Forgiveness is used two different ways in the Bible.
On the one hand, it’s obvious that you should learn to tolerate human failure. That whole business of “seven times seven” Jesus taught has to do with moving away from the legalism of the Pharisees. Focusing on the angle “you need to forgive” guarantees you will miss the point, that you still think like a Pharisee. Jesus was trying to move His disciples into another level of understanding. In that sense, forgiveness is a mindset where you build up a reserve of tolerance for people who are struggling with moral fortitude.
Thus, we have all manner of reminders that the person in the mirror is no better than anyone else.

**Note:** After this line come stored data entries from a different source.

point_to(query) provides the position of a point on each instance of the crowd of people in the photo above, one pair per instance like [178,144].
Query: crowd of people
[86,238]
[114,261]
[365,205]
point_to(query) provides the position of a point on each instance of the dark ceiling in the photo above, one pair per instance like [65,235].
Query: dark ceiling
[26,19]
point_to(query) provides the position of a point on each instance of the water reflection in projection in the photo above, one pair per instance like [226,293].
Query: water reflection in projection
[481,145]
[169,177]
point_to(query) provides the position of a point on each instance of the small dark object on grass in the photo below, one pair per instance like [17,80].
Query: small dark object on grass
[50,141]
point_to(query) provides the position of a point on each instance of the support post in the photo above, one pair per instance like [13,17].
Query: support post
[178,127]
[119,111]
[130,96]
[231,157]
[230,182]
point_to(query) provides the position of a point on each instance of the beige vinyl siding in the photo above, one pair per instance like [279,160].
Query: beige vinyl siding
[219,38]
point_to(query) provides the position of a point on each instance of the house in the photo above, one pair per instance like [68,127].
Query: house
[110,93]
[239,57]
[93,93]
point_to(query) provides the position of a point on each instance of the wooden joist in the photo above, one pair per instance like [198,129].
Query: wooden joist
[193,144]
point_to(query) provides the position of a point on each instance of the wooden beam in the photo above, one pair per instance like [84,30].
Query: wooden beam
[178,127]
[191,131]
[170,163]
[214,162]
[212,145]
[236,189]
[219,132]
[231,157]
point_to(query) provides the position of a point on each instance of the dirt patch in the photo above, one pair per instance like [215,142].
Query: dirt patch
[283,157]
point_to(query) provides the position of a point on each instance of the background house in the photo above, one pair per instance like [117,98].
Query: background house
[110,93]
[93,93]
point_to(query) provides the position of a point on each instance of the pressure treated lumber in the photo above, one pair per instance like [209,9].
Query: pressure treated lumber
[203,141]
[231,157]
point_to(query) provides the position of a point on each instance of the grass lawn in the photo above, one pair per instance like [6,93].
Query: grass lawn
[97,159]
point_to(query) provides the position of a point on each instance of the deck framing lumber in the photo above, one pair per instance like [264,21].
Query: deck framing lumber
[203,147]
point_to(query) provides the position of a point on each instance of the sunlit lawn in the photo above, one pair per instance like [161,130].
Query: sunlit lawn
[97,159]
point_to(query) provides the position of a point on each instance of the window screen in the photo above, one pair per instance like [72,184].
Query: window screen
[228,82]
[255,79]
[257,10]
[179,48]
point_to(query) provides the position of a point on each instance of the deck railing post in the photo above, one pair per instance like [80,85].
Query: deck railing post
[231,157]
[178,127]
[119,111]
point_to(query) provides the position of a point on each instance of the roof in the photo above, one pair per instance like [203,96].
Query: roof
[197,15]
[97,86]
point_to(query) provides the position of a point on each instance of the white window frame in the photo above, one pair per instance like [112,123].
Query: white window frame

We are all born under the Curse of the Fall, and we all rub someone else the wrong way. There is too much far more important stuff to worry about than to fight over who is offended at whom and for what. The issue here is getting self out of the way so we can stop confusing personal discomfort with threats to the mission.
So the question here is to stop and discern what you really absolutely must have in order to keep peace with God. When someone in your world intrudes into that territory, you do whatever it takes to keep them away from it. The simplest measure is putting distance between you and them. If that’s not possible, then you start working on other kinds of barriers that require changing their behavior. It is quite valid that this scales up to violence, simply because some people are not equipped to change themselves in some contexts. It’s not based on personal pique, but whatever it takes to protect the mission, to keep giving God what He demands of you.
Your heart will tell you how tolerant you must be, and your experience will indicate the boundaries. The wisdom of others involved is a factor, of course. This is what a covenant community of faith is all about. You need a wider perspective to point out things your flesh tends to ignore. Your fleshly self is predisposed to take offense and tie up the process at those critical points where that gets in the way of clear thinking from the heart.
On the other hand, there is another other kind of forgiveness: the active choice of the recipient. You can’t give someone something they refuse to accept. You can put it within reach, but you can’t make them take it. Forgiveness means nothing in the redemption of their souls until they move to where forgiveness stands. The Bible makes it clear you cannot receive God’s forgiveness until you want it. Wanting it means going where grace is waiting for you.
That means repentance. You as the person in need of forgiveness can’t have it on your own terms. You cannot demand free delivery at your convenience. Something is broken and you are culpable, so you are the one with the burden of debt.
Most vendettas arise over the confusion of dominion. Who owns what? What did God grant in feudal vassalage to each of us? If we usurp His authority on such matters, forgiveness will always be a confused mess.
We struggle with a very evil and nasty mythology about earthly authority in the West. We have a totalitarian instinct on this question, by which we presume to grant near absolute authority to agencies that God doesn’t recognize. We have a tendency to postulate a community standard with vehemence and even hatred when it’s just a mask for one’s personal leverage. We seek to force humiliation onto others from a social perspective that rejects a priori the moral compass of the heart. We vest absolute authority in the most shallow and passing political consensus, something that is so easily manipulated that it’s a joke.
So we have this false image, an idolatry of something we construct in our own minds as the absolute moral norm simply because we can find some legalistic support for it, even if we have to use the most questionable semantic analysis. And we invest too much energy in this defense of what amounts to the very most petty pique, as if it were some divine right to be pissed and demand retribution. This gives birth to a demand for the most invasive humiliation and vindictive hatred so that forgiveness is driven out.
This is not what God meant by “repentance.” Repentance between humans is simply agreeing that some bad event should not have happened. It is seldom one-sided in confessing culpability. It is meeting in the middle somewhere to restore shalom. It’s putting out the fire of inflamed passions of offense. It is seeking terms of coexistence.
There are some people in this world you should stay far, far away from. This is the fallen reality in which we live. We do not harness elephants and dogs to the same wagon. God made each to function differently for very good reasons, and no godly leader would waste time with such a project. A critical element in building and maintaining shalom is not dragging anyone down with needless frustration and conflict. People should be guided to a position that matches how God made them to live.
For the most part, forgiveness is a problem for leadership. That is, the people who complain most about it are leaders who don’t want to do their job. They tend to force “solutions” that are convenient for them. This happens when they focus too much on getting things done, when God says that has a lower priority than keeping the peace. Most leaders want to get things done because it elevates their materialistic standing. Biblical Law says that’s not important; it says that keeping shalom is what matters. Peace with God often means keeping people apart who don’t belong together, along with a whole range of setting boundaries and shielding them from each other when separation isn’t possible.
Forgiveness balances between the individual and the community.